The behavior irritated him enough he snapped that he was a Runner and not some kid. This was too much like when he’d arrived at Kragle Rock and couldn’t get any work, as every Runner had been ordered to do as payment for having a place to sleep and food to eat. It had been amusing at first, but that hadn’t lasted.
Before Tibs yelled again, Kroseph handed him the heavy backpack, and he’d been mollified.

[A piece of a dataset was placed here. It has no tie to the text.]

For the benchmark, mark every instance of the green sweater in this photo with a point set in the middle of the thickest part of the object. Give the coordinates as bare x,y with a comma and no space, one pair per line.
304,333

“I’m good,” the fighter replied, in spite of his pale color. The fever passed a day before the message came, informing Kroseph’s father the town was ready for him to return if he was interested, but just this morning, he had trouble remaining standing for more than a few minutes. Right now, Tibs sensed how Jackal used his earth essence to anchor himself to the ground and stay up.
“For those of you who weren’t with us the last time we did this,” Kroseph’s father called over the raising noise. “If you feel yourself getting sick on arrival, hold it until you’re down the stairs. They charge for the platform cleanup.”
“And something else the guild uses to get money out of us,” Jackal grumbled.
“The guild doesn’t run the platforms,” Tibs said.
It was something he’d learned while speaking with the Attendants when one of them wasn’t busy and willing to converse. While like him they had grown in power through the guild and running dungeons, because they had void as their element, the people running the platforms paid off what the Runner owed so they could work for them. No one could tell him the exact nature of the platforms, other than the methods had been discovered a long time ago.
Tibs was getting the sense that everything about essence and its uses had been discovered a long time ago and no one other than the sorcerers bothered trying to find out more anymore.
“I am sure they manage to get a cut of even that,” Jackal replied as the essence around them shifted.
*
Tibs fought to steady Jackal once Kragle Rock materialized, doing his best to still his own protesting stomach. Other than his first time traveling via the platform, it had never affected him this way, and he wondered if how much was being moved affected how the essence behaved during the process.
Jackal pushed his essence into the ground and steadied himself.
Without having to focus on the fighter, he sensed his own essence, felt how it was disrupted, and pushed it back into place. His stomach settled instantly.
“Everyone off the platform,” Kroseph’s father yelled, “before we get charged extra!”
Tibs kept an eye on Jackal as they moved with the group. When he was healthy, the fighter had no problem shifting his essence as he walked, maintaining a proper connection and ensuring he didn’t lose essence; but now he was leaving some behind with each step. Hopefully, his reserve had enough to make it to the inn, and he could rest.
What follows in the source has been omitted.